How do you choose a strategy for a given debugging effort? The assumptions provide the key.
The binary search strategy is very powerful but requires a linear ordering of code segments. This means that it’s applied to programs whose components act as a series of filters on the input, applied one after another. A program that is structured with lots of callbacks to event handlers won’t work with this strategy.
The greedy search strategy requires that the programmer keep good records. He or she must be comfortable with a quantitative approach to decision making and consistent in collecting the metrics required for input to the strategy. A development environment in which it’s easy to run test cases and collect statistics is highly desirable if you’re going to use the greedy search strategy. If that environment includes scripting tools for processing the statistics, it will make using this strategy that much easier.
The breadth-first search strategy makes sense when you’re working on a system that is unfamiliar to you. It works like peeling an onion. You explore each level of the control-flow hierarchy in turn. It allows you to determine whether a part of an application is causing the defect without actually knowing all about the part in question. The breadth-first strategy is more conservative than the depth-first search and tends to require less work when the depth of the leaves varies widely.
The depth-first search strategy makes sense if you have reason to believe that the problem is localized to a particular area of an application. If diagnosis will cause you to look at widely separate sections of the application, this strategy may result in analyzing many procedures that aren’t relevant to the problem. The depth-first strategy is more aggressive than the breadth-first search and tends to evaluate fewer candidates when the depth of the leaves varies little.
The program slicing strategy assumes either that a slicing tool is available or that it’s tractable to do the data-flow analysis by hand. If the problem shows up in a local variable whose values are only fed by arguments to a procedure, manual analysis may be possible. Otherwise, the tool is necessary to apply this strategy in a timely manner. There is a commercial tool for slicing that currently supports the C language, and there are academic projects that have support for C++ as well. See Chapter 14 for more information on slicing tools.
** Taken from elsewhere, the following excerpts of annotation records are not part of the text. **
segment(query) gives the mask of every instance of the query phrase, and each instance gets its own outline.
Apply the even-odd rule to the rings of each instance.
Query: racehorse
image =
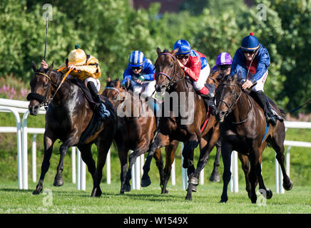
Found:
[[[51,101],[46,114],[44,157],[41,172],[33,194],[39,195],[43,190],[44,179],[50,165],[53,145],[55,141],[59,139],[63,144],[59,148],[60,160],[53,185],[63,185],[61,173],[64,156],[69,147],[77,145],[81,151],[81,157],[93,177],[93,188],[91,196],[99,197],[101,195],[100,183],[102,170],[116,128],[116,111],[108,99],[102,96],[101,99],[111,115],[104,122],[98,123],[93,133],[91,132],[92,133],[88,138],[81,141],[81,135],[85,135],[83,133],[93,115],[90,105],[91,103],[88,102],[82,89],[71,80],[67,79],[61,84],[63,74],[53,71],[53,64],[51,64],[48,69],[37,69],[34,63],[32,63],[34,76],[30,82],[31,92],[27,97],[30,100],[29,113],[36,115],[40,107]],[[91,150],[93,143],[96,143],[98,150],[97,167]]]
[[[156,137],[151,144],[145,165],[150,165],[156,149],[166,146],[173,140],[184,142],[183,167],[188,168],[189,177],[186,200],[192,200],[192,192],[196,191],[200,171],[206,165],[210,151],[220,136],[219,124],[215,117],[205,108],[200,95],[195,91],[191,82],[185,79],[175,55],[178,49],[161,52],[157,48],[156,67],[156,88],[166,95],[177,94],[180,100],[176,103],[169,102],[169,115],[160,118]],[[165,102],[162,108],[165,112]],[[192,105],[192,106],[191,106]],[[175,110],[175,107],[184,107]],[[164,109],[164,110],[163,110]],[[185,110],[185,111],[184,111]],[[200,157],[197,168],[194,167],[194,149],[200,143]]]
[[[257,181],[260,192],[267,199],[272,197],[272,191],[265,187],[261,175],[262,155],[267,144],[271,145],[277,153],[276,157],[283,175],[283,187],[286,190],[290,190],[293,185],[284,167],[284,123],[277,121],[275,126],[266,123],[262,109],[248,92],[242,89],[238,75],[228,75],[220,80],[217,88],[215,100],[216,116],[220,122],[221,155],[224,165],[223,188],[220,202],[228,201],[227,190],[231,177],[232,150],[247,155],[250,160],[251,202],[255,203],[257,200]],[[277,113],[283,115],[283,111],[271,100],[270,103]]]
[[[121,165],[121,194],[131,191],[130,180],[131,179],[131,169],[136,158],[147,152],[149,145],[156,128],[156,120],[153,110],[148,108],[145,99],[135,100],[131,91],[128,91],[124,87],[121,86],[120,81],[107,81],[107,86],[102,93],[107,97],[118,113],[124,109],[129,109],[124,116],[118,115],[118,127],[115,135],[115,142],[118,148],[118,153]],[[136,113],[136,115],[134,115]],[[165,167],[163,170],[163,161],[160,149],[156,150],[153,155],[160,173],[160,186],[161,193],[168,193],[166,185],[170,175],[173,162],[174,161],[175,152],[178,145],[178,142],[173,140],[165,147]],[[133,152],[130,155],[128,170],[127,170],[127,157],[128,150]],[[141,181],[142,187],[147,187],[151,181],[148,172],[144,171]]]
The concept of slicing has been known for over twenty years at the time this book goes to press. The growth in the research understanding of the problems in implementing a slicing system has grown considerably. We have reason to be optimistic about the future availability of slicing tools for other programming languages.
The deductive-analysis strategy works best for experienced programmers who are knowledgeable about all aspects of the system on which they’re working. It requires a large body of knowledge about programming in general and the application in particular. The deductive-analysis strategy is most useful for small- to medium-sized systems that were designed by very small teams. A programmer who uses the deductive strategy should be one of the primary developers of the system.
The inductive-analysis strategy assumes that the programmer can generate lots of observations that will inform his hypotheses. If the programmer cannot have direct access to the application to run experiments for logistical or security reasons, don’t choose this strategy. If turnaround time for experiments will take hours or even days, don’t choose this strategy.